In Indian Council for Enviro-Legal Action & Ors. V. Union of India & Ors (1996)3 SCC 212, in a litigation involving a matter of public interest and spread over a period of six years, the court awarded a sum of Rs. 50,000/-.
However, in Mohammad Mahibulla & Anr. V. Seth Chaman Lal & Ors. (1991) 4 SCC 529 where the litigation was dragged on and prolonged for ten years, the cost imposed was only Rs. 1000/-. "We are inclined to agree with counsel for the respondents that this is a case of negligence on the part of the appellants and, therefore, the respondents who have been dragged in these proceedings for about 10 years should be compensated. We direct that the restoration of the appeal in the appellate court on payment of appropriate court-fee shall be subject to the further condition of payment by way of cost of Rs. 1000" (para 7) In Union of India v. R.Padmanabhan (2003) 7 SCC 270, the Court while finding that the Government has been unreasonable directed as under:
"The respondent has been driven to unnecessary litigation by completely denying anything initially for all his efforts and had to face proceedings in this Court also. The Appellant will pay Rs. 15,000 for the costs of the respondent, while bearing their own costs."

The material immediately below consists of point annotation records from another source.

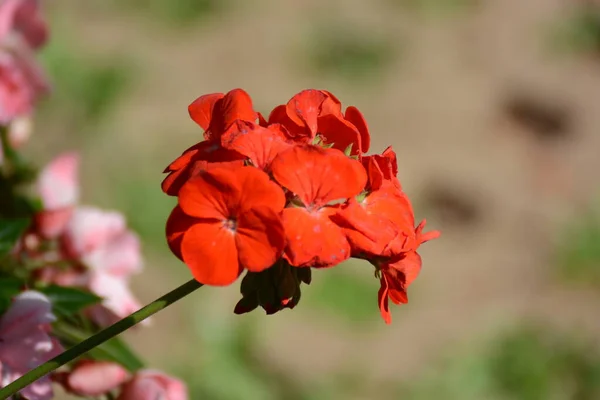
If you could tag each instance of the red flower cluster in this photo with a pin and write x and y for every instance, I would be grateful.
(277, 196)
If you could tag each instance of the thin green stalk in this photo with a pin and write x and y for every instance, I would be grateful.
(99, 338)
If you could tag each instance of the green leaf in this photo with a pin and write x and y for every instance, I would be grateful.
(118, 351)
(114, 350)
(11, 229)
(9, 288)
(67, 301)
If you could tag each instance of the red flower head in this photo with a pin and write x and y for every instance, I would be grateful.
(227, 220)
(317, 112)
(318, 177)
(398, 272)
(215, 113)
(296, 190)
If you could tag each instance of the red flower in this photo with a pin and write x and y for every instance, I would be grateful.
(317, 177)
(397, 273)
(317, 112)
(195, 159)
(217, 111)
(261, 145)
(227, 219)
(338, 202)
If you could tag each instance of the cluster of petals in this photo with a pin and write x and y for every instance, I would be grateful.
(22, 80)
(91, 378)
(102, 252)
(26, 344)
(286, 193)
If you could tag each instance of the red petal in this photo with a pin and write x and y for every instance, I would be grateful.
(259, 238)
(198, 157)
(424, 237)
(261, 120)
(210, 253)
(331, 105)
(258, 190)
(313, 239)
(177, 224)
(303, 109)
(409, 265)
(317, 175)
(259, 144)
(390, 154)
(223, 193)
(201, 110)
(382, 167)
(341, 133)
(236, 104)
(368, 233)
(356, 118)
(382, 297)
(213, 194)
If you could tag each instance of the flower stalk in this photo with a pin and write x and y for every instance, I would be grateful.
(99, 338)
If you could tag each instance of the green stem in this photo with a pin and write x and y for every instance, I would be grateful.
(99, 338)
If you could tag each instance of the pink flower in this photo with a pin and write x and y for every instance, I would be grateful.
(101, 241)
(118, 301)
(25, 342)
(105, 251)
(151, 385)
(93, 378)
(23, 17)
(59, 190)
(21, 84)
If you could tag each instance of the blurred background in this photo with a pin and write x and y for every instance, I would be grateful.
(493, 107)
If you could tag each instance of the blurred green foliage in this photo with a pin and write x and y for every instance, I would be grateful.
(177, 12)
(578, 32)
(578, 254)
(348, 53)
(348, 292)
(85, 88)
(438, 7)
(146, 207)
(526, 363)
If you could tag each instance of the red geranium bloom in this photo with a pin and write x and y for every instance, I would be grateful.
(381, 221)
(398, 272)
(318, 177)
(195, 159)
(217, 111)
(317, 112)
(261, 145)
(227, 219)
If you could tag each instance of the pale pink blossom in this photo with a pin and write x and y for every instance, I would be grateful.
(118, 301)
(19, 131)
(23, 17)
(25, 342)
(22, 80)
(101, 240)
(21, 84)
(58, 186)
(93, 378)
(153, 385)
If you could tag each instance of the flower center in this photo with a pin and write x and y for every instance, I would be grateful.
(230, 224)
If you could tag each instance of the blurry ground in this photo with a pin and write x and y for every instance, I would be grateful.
(494, 110)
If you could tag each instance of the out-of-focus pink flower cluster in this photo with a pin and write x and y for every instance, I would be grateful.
(68, 244)
(94, 249)
(23, 31)
(95, 378)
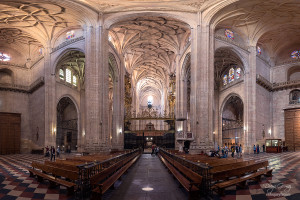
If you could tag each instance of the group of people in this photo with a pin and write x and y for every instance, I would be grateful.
(256, 149)
(155, 149)
(225, 150)
(51, 152)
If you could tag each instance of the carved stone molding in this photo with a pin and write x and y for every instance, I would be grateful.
(66, 43)
(23, 89)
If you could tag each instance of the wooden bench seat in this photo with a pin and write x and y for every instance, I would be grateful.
(189, 179)
(54, 178)
(102, 181)
(241, 175)
(225, 167)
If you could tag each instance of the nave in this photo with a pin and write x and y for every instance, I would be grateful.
(149, 173)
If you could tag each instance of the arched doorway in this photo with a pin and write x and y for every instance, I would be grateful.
(232, 122)
(67, 124)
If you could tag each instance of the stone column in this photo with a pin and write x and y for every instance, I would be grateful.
(201, 94)
(102, 47)
(50, 104)
(250, 101)
(92, 90)
(118, 110)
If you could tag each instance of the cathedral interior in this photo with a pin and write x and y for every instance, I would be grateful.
(119, 79)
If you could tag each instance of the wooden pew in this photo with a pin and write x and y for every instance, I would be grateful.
(54, 178)
(225, 167)
(105, 179)
(62, 164)
(190, 180)
(242, 173)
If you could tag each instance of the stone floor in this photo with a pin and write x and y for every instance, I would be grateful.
(148, 179)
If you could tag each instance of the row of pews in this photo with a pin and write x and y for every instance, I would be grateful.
(222, 172)
(92, 174)
(190, 180)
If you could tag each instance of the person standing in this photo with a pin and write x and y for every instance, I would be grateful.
(240, 150)
(153, 148)
(237, 150)
(157, 150)
(51, 154)
(58, 151)
(232, 151)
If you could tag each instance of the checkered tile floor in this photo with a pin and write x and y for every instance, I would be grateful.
(18, 185)
(284, 184)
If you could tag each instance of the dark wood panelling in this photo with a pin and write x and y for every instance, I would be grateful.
(10, 133)
(292, 129)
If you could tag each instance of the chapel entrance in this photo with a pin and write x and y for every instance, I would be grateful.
(67, 125)
(292, 129)
(232, 122)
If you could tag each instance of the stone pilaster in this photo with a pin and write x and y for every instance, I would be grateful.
(250, 104)
(50, 104)
(117, 140)
(201, 105)
(92, 90)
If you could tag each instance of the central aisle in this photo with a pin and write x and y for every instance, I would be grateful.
(148, 179)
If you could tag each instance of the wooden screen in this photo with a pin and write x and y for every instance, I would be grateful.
(292, 129)
(10, 133)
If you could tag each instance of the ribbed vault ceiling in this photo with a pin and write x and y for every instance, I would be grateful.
(150, 46)
(273, 24)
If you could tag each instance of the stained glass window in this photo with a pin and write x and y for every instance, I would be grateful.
(150, 100)
(61, 74)
(258, 50)
(238, 73)
(68, 75)
(74, 80)
(225, 80)
(70, 35)
(295, 54)
(231, 75)
(4, 57)
(229, 33)
(40, 51)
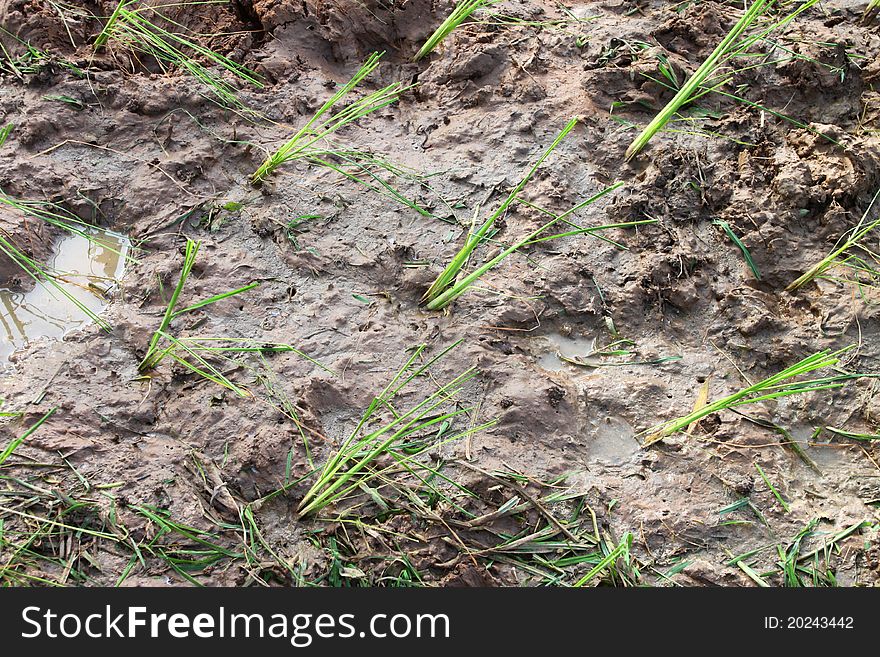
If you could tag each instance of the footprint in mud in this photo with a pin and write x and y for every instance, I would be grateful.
(554, 348)
(87, 268)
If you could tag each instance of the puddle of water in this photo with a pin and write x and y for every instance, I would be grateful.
(570, 347)
(88, 267)
(614, 442)
(827, 457)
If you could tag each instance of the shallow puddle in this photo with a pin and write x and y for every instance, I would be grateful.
(555, 345)
(614, 442)
(88, 270)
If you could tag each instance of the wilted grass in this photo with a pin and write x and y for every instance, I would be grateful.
(712, 74)
(851, 252)
(462, 10)
(781, 384)
(303, 144)
(145, 30)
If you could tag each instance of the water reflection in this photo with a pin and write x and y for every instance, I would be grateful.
(87, 268)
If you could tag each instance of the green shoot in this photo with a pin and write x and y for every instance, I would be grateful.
(360, 459)
(742, 247)
(448, 276)
(139, 28)
(11, 447)
(781, 384)
(850, 241)
(41, 274)
(318, 128)
(461, 286)
(865, 437)
(619, 552)
(461, 12)
(709, 76)
(772, 488)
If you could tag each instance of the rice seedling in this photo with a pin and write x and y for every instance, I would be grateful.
(41, 273)
(198, 550)
(781, 384)
(621, 551)
(850, 252)
(14, 444)
(463, 9)
(852, 435)
(452, 270)
(409, 434)
(742, 247)
(137, 26)
(318, 128)
(772, 488)
(713, 73)
(193, 352)
(448, 286)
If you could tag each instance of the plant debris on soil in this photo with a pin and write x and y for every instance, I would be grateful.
(263, 397)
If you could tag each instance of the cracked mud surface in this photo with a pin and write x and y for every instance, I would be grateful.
(149, 157)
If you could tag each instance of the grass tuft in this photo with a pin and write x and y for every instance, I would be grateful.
(846, 253)
(781, 384)
(360, 460)
(303, 144)
(138, 27)
(462, 11)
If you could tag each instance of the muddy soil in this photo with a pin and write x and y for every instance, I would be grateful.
(145, 154)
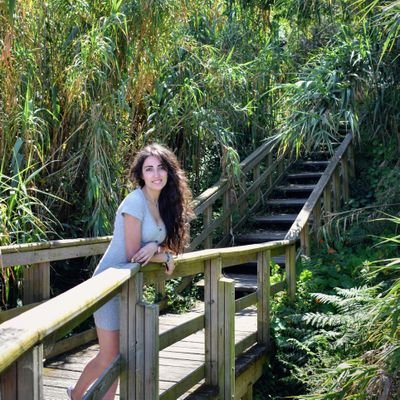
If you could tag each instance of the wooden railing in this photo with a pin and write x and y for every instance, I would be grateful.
(330, 193)
(232, 202)
(25, 339)
(226, 205)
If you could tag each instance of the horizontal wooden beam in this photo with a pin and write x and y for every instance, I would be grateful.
(21, 333)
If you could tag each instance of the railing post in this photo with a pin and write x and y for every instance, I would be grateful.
(147, 336)
(212, 274)
(226, 338)
(317, 218)
(336, 190)
(290, 267)
(219, 299)
(226, 210)
(139, 343)
(256, 175)
(207, 219)
(24, 379)
(131, 294)
(263, 296)
(352, 169)
(270, 161)
(305, 240)
(345, 178)
(36, 283)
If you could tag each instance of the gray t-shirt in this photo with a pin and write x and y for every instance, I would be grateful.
(134, 204)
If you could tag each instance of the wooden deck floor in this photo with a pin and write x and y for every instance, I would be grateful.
(176, 361)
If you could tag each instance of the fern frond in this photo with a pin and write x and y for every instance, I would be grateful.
(321, 320)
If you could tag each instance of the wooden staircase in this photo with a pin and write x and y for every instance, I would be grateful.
(273, 220)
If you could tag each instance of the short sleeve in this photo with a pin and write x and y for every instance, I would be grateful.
(134, 205)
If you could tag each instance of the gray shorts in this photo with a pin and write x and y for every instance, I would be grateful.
(107, 316)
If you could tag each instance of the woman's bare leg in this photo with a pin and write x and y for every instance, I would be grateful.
(109, 349)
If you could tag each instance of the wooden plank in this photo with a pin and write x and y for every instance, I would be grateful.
(8, 383)
(263, 296)
(181, 331)
(5, 315)
(305, 240)
(207, 219)
(151, 345)
(36, 283)
(30, 374)
(53, 349)
(131, 294)
(105, 380)
(212, 274)
(58, 314)
(290, 267)
(249, 370)
(226, 340)
(227, 210)
(321, 189)
(35, 253)
(345, 177)
(184, 385)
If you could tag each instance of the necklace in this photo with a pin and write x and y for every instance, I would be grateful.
(152, 202)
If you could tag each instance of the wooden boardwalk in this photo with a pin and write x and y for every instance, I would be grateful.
(176, 361)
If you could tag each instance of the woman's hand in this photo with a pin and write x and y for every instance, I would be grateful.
(144, 255)
(169, 267)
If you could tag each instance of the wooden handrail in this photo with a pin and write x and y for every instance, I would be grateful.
(32, 327)
(19, 336)
(302, 220)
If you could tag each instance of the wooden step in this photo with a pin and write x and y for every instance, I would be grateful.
(304, 175)
(260, 237)
(274, 219)
(286, 203)
(312, 165)
(295, 188)
(251, 267)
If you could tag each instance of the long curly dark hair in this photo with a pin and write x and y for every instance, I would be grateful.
(175, 201)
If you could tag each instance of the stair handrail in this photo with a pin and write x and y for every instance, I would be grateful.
(335, 177)
(22, 338)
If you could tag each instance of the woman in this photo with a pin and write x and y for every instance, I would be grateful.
(150, 222)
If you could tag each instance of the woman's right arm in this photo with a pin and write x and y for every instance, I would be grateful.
(133, 235)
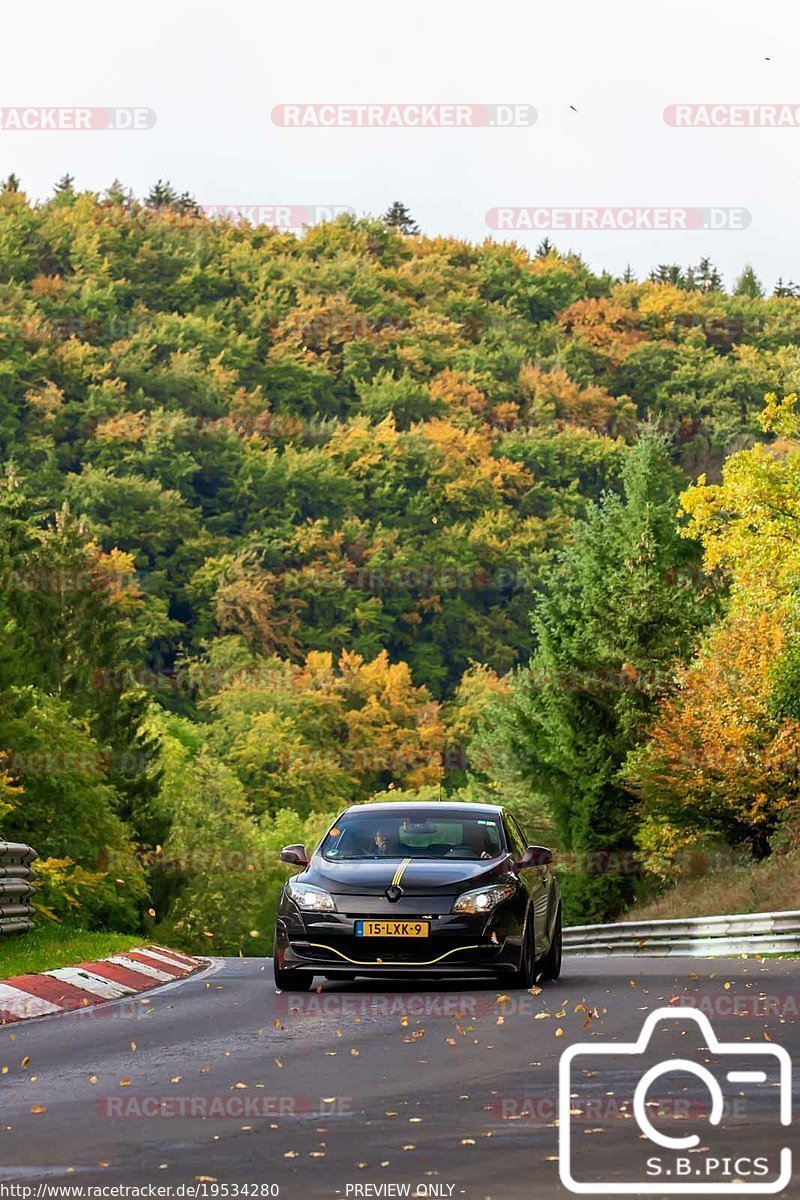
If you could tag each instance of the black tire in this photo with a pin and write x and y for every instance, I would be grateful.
(525, 976)
(549, 967)
(292, 981)
(289, 981)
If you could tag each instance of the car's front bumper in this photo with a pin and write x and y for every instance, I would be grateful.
(479, 947)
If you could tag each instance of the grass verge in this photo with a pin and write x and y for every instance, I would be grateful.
(53, 946)
(770, 886)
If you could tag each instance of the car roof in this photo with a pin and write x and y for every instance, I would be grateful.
(427, 807)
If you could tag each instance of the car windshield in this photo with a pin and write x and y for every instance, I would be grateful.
(413, 835)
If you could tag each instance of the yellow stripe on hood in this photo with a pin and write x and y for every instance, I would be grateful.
(398, 873)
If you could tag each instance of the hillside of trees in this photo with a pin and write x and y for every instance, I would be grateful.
(289, 521)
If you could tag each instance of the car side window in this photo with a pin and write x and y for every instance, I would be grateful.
(516, 838)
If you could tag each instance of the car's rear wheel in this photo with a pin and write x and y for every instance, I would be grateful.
(549, 966)
(525, 976)
(292, 981)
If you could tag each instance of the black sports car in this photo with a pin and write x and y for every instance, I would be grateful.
(434, 889)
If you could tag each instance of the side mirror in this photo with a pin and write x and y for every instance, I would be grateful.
(535, 856)
(294, 855)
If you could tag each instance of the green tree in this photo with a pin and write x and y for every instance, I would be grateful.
(398, 217)
(749, 285)
(619, 609)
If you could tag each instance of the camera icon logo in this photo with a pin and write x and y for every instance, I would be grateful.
(732, 1075)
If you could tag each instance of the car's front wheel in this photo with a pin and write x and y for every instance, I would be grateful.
(289, 981)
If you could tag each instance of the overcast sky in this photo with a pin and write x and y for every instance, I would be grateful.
(212, 72)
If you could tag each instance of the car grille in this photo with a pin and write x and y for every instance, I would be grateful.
(398, 951)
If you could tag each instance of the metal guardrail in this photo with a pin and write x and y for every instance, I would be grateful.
(753, 933)
(16, 887)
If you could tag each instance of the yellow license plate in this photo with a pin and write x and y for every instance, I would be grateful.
(392, 928)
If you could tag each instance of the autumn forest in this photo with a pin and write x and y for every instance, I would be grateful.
(311, 517)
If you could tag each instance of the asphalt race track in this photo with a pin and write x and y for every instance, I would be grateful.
(450, 1091)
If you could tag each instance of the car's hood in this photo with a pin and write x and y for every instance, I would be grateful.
(419, 876)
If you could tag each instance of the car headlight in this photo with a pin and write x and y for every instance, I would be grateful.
(310, 898)
(483, 899)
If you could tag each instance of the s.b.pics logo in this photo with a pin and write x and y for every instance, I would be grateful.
(697, 1125)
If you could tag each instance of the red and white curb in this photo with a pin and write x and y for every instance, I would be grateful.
(88, 984)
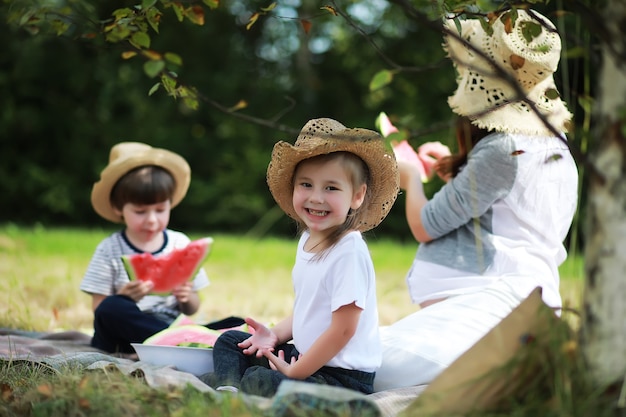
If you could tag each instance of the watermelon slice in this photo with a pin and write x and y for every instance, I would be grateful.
(426, 156)
(170, 270)
(189, 335)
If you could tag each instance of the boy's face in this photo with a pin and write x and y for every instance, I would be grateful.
(145, 222)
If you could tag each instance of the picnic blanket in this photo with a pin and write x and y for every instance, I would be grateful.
(469, 384)
(57, 351)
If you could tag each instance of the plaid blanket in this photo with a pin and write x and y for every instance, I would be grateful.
(59, 350)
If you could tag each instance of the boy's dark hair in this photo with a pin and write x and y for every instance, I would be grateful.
(143, 185)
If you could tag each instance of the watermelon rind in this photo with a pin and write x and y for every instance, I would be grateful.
(184, 336)
(161, 287)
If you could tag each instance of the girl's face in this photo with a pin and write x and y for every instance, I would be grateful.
(323, 194)
(145, 222)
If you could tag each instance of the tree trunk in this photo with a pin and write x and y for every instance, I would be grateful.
(604, 315)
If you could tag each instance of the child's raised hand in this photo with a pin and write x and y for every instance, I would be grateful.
(262, 340)
(183, 292)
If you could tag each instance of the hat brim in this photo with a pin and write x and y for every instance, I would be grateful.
(368, 145)
(492, 102)
(170, 161)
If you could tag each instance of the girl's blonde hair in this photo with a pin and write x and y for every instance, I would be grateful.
(359, 174)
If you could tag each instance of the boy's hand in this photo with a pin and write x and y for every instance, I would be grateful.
(183, 292)
(136, 290)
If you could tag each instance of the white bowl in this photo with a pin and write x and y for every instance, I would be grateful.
(197, 361)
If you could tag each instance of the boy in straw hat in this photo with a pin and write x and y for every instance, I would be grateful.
(138, 188)
(495, 231)
(336, 183)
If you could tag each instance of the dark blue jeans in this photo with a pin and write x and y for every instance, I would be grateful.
(118, 322)
(253, 375)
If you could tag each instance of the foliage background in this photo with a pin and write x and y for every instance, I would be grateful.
(65, 101)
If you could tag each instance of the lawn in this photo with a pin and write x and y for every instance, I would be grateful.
(42, 269)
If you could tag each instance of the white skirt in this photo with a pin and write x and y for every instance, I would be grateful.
(417, 348)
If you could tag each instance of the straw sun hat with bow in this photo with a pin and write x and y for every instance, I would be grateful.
(527, 46)
(126, 156)
(324, 136)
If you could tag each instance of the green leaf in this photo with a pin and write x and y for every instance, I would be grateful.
(153, 68)
(179, 10)
(486, 26)
(153, 17)
(213, 4)
(381, 79)
(154, 89)
(173, 58)
(191, 102)
(552, 94)
(530, 30)
(140, 40)
(146, 4)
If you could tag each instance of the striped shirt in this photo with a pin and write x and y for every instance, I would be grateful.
(106, 275)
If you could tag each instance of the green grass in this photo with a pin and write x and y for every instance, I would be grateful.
(42, 269)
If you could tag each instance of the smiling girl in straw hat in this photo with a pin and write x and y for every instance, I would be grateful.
(138, 188)
(336, 183)
(495, 231)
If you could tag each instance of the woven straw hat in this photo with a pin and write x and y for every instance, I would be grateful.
(528, 47)
(324, 136)
(126, 156)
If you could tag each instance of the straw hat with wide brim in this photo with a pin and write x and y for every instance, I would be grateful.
(527, 46)
(126, 156)
(324, 136)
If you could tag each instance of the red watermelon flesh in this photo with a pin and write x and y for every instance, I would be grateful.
(193, 335)
(170, 270)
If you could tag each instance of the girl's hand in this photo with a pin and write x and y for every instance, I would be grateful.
(262, 340)
(278, 363)
(408, 171)
(183, 292)
(136, 290)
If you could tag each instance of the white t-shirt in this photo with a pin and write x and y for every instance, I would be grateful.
(106, 275)
(504, 216)
(343, 276)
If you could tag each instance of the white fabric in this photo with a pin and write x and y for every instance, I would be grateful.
(417, 348)
(504, 216)
(106, 275)
(343, 276)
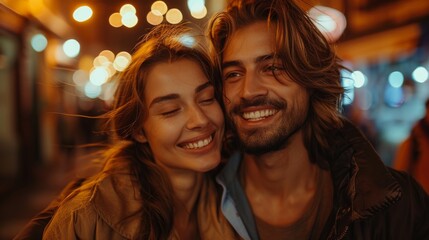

In State of Punjab & Ors. V. Bhajan Singh & Anr. (2001) 3 SCC 565, on giving a finding that the conduct of the official concerned was responsible for the situation complained of, the Court directed the officer involved to personally pay the cost pr Rs. 25,000/-.
In Comptroller & Auditor General of India v. K.S.Jagannathan (1986) 2 SCR 17 the Court directed:-
"For the purpose of this appeal the Respondents have been compelled to come to New Delhi to appear before this Court time and again and also had to spend money on their board and lodging. The Appellants will therefore will pay to each of the Respondents a sum of Rs.1500/- by way of cost of this appeal." This was a case involving weaker sections of society and interpretation of certain constitutional provisions. The above judgments which are merely a representative sample dealing with different situations and different subject matters ranging from family disputes, eviction proceedings, service disputes to commercial disputes, tax disputes, land acquisitions, etc., would show that there are no discernible norms in regard to award of costs or quantification of costs and it so even in regard to exemplary costs. There are also instances where cost is directed to be paid to a person other than a party to the proceeding whereas in some judgments, the Court has deprecated and cautioned against such practice. Judgments of the Court seen with reference to cost being imposed or cost not being imposed, do not give any indication of any underlying principle and no guidelines or norms can be s deduced therefrom. Representative sample of judgments of apex Courts only reinforce the belief that at present award of costs and quantum are a matter entirely in the discretion of the Court and that such discretion is being exercised without any discernible principles.
Supreme Court - Daily Orders
Mahavir Institute Of Medical Science vs Union Of India on 6 August, 2018
The Petitioner is not entitled to any relief as he does not meet the required standards for renewal of permission for admission to third batch of MBBS students. We take serious note of the fraud played by the Petitioner in projecting healthy persons as patients in their hospital for the purpose of showing compliance of the minimum standards. We, therefore, dismiss the above Writ Petition with exemplary cost of Rupees Two Crores to be paid by the Petitioner, within a period of four weeks from today, to the Supreme Court Advocates-on-Record Welfare Trust.